DATE: FRIDAY, January 28, 1994                   TAG: 9401280039
SECTION: EXTRA                    PAGE: 1   EDITION: METRO 
SOURCE: By JACK MATHEWS NEWSDAY
DATELINE:                                 LENGTH: Medium


CRYSTAL'S OUT, BUT WHO'S IN FOR THE OSCARS?

Though it was only recently announced that Billy Crystal would not be returning for a fifth year as host of the Academy Awards telecast, Hollywood insiders say the producers of the show have been searching for his replacement for more than a month and they have already been turned down by such personable luminaries as Bette Midler, Steve Martin, Whoopi Goldberg and host emeritus Johnny Carson.

Gilbert Cates, who began producing the show the first year Crystal appeared, would not comment on his search for a new host, but just two years ago, he had the perfect candidate all set and ready to step in if Crystal, bedridden with the flu, had been unable to make it to the stage.

Three days before that 1992 telecast, Cates called Tom Hanks and asked him if he would sub for Crystal if he was needed. And Hanks, to the producer's great relief, agreed.

Now that Crystal has taken himself out, citing a bad case of hostitus (he's also emceed three Grammys and six "Comic Relief" events), Cates should consider redialing Hanks' number and offering him the job, with two months' notice (the show is March 21). The producer's instincts were right about Hanks as host; he has charm, dignity, wit, intelligence and, it's worth mentioning, he's a movie star!

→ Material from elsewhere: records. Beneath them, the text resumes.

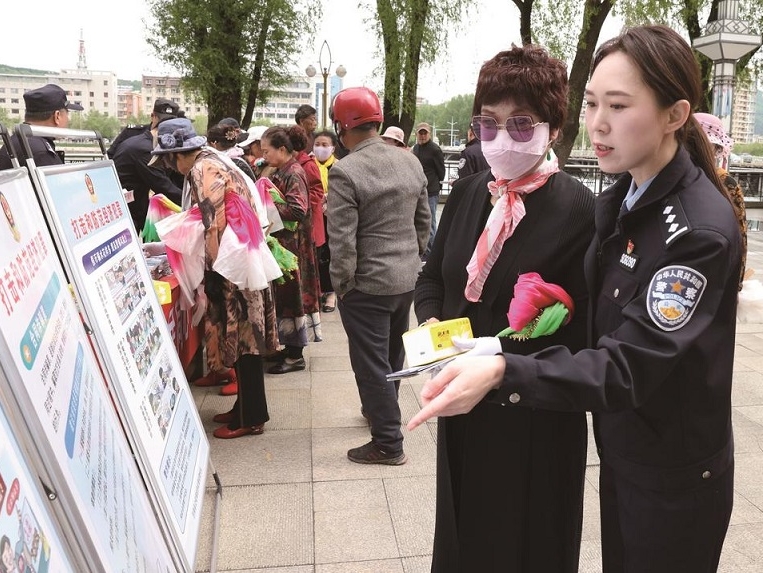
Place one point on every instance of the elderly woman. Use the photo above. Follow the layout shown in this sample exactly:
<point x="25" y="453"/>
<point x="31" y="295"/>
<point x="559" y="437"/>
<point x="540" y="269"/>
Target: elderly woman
<point x="241" y="320"/>
<point x="299" y="298"/>
<point x="510" y="482"/>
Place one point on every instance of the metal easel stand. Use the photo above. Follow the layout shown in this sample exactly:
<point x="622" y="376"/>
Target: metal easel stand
<point x="216" y="522"/>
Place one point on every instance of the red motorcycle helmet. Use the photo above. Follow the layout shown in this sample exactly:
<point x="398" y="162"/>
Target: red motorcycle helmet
<point x="353" y="107"/>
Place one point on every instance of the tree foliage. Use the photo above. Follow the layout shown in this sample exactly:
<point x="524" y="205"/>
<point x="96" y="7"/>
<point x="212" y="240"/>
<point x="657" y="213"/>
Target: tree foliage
<point x="411" y="33"/>
<point x="233" y="53"/>
<point x="449" y="118"/>
<point x="550" y="25"/>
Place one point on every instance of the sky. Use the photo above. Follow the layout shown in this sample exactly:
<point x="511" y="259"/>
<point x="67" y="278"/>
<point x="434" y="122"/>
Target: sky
<point x="115" y="34"/>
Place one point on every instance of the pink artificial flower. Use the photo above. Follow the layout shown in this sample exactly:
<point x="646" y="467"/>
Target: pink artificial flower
<point x="531" y="295"/>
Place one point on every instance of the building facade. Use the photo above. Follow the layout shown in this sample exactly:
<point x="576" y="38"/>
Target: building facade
<point x="95" y="91"/>
<point x="156" y="86"/>
<point x="743" y="114"/>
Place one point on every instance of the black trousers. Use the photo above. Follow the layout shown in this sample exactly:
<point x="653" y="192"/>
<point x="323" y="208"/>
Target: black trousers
<point x="663" y="532"/>
<point x="251" y="407"/>
<point x="375" y="325"/>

You would rather have Howard Stern?

Robin Williams would also make a great host. He's an actor, he's funny, and everyone loves him. He has also been up there before, sharing the host duties. But Academy sources think he's a bit too unpredictable for a 3 1/2-hour solo on live television.

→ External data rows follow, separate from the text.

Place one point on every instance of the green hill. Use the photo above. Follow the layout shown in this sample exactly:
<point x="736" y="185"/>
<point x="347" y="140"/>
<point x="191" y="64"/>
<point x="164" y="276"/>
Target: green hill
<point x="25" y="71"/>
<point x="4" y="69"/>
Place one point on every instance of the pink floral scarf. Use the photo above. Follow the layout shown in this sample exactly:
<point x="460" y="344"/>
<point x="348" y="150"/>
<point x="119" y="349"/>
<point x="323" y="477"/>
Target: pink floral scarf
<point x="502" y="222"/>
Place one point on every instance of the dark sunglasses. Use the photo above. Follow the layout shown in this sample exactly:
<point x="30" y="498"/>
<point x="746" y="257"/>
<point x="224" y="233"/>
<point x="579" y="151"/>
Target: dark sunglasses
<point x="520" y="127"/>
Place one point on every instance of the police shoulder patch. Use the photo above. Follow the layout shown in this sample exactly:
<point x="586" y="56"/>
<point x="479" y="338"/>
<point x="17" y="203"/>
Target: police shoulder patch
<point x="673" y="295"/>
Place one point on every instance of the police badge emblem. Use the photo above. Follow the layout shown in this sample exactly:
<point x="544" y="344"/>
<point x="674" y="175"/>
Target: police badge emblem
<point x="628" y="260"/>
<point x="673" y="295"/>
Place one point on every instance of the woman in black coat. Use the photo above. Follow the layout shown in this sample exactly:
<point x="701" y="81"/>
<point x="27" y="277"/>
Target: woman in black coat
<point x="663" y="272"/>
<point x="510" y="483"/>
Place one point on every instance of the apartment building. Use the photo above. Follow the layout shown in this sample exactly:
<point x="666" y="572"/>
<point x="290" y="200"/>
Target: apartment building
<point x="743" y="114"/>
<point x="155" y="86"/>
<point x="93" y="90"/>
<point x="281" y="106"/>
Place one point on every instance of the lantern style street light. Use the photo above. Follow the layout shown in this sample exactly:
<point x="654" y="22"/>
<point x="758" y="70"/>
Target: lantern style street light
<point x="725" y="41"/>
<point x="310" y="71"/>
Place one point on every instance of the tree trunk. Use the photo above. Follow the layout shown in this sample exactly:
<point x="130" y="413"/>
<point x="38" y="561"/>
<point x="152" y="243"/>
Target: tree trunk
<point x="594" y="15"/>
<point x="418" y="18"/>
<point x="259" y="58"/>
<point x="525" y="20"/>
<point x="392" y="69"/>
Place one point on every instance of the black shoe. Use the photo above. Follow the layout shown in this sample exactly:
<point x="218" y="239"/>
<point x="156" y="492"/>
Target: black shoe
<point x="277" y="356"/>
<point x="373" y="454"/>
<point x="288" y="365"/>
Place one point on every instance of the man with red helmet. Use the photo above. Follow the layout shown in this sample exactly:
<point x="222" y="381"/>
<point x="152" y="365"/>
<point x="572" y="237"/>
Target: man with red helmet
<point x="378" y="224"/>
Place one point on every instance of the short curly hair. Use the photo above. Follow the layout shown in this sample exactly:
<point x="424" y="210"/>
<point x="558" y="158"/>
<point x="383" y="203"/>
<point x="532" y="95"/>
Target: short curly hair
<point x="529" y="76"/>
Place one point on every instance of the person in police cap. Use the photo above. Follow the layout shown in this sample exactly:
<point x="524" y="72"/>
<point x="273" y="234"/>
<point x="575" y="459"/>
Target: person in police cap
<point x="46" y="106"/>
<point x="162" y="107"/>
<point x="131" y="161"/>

If they could get Williams, they would be fools not to turn him loose and take their chances. The Academy Awards shows we remember with the greatest fondness are those that almost got away, and attempts to make it comfortable for network executives have nearly ruined it for everyone else.

Hanks has apparently not been approached, either, on the reasoning that it would be inappropriate for someone nominated for an Oscar, as he is certain to be for his performance in "Philadelphia," to double as host. That could be working against Williams, as well, though the odds on his receiving a nomination for "Mrs. Doubtfire" are much longer.

In any event, the Academy routinely has presenters on the show who are also nominees, and other awards shows have survived such scandals.

If not Hanks or Williams, who? Because Carson had such a successful run as Oscar host, people are throwing out the names of TV talk-show hosts Jay Leno, David Letterman and Arsenio Hall. Even Regis Philbin, like the flea who tried to seduce an elephant, has volunteered for the job from the pulpit of his own morning TV show. Weirdly, Chevy Chase, the 1987 Oscar emcee, seems to have been disqualified for having bombed as a TV talk show host himself.

The Academy of Motion Pictures Arts and Sciences ought to remind itself occasionally that though the Oscar show is a television event, the subject is movies. The host doesn't have to be a professional wisecracker. Lionel Barrymore did it in 1932. Send Jack Nicholson or Barbra Streisand up there. Hollywood is in even worse shape than we thought if it can't find a genial host among its own members.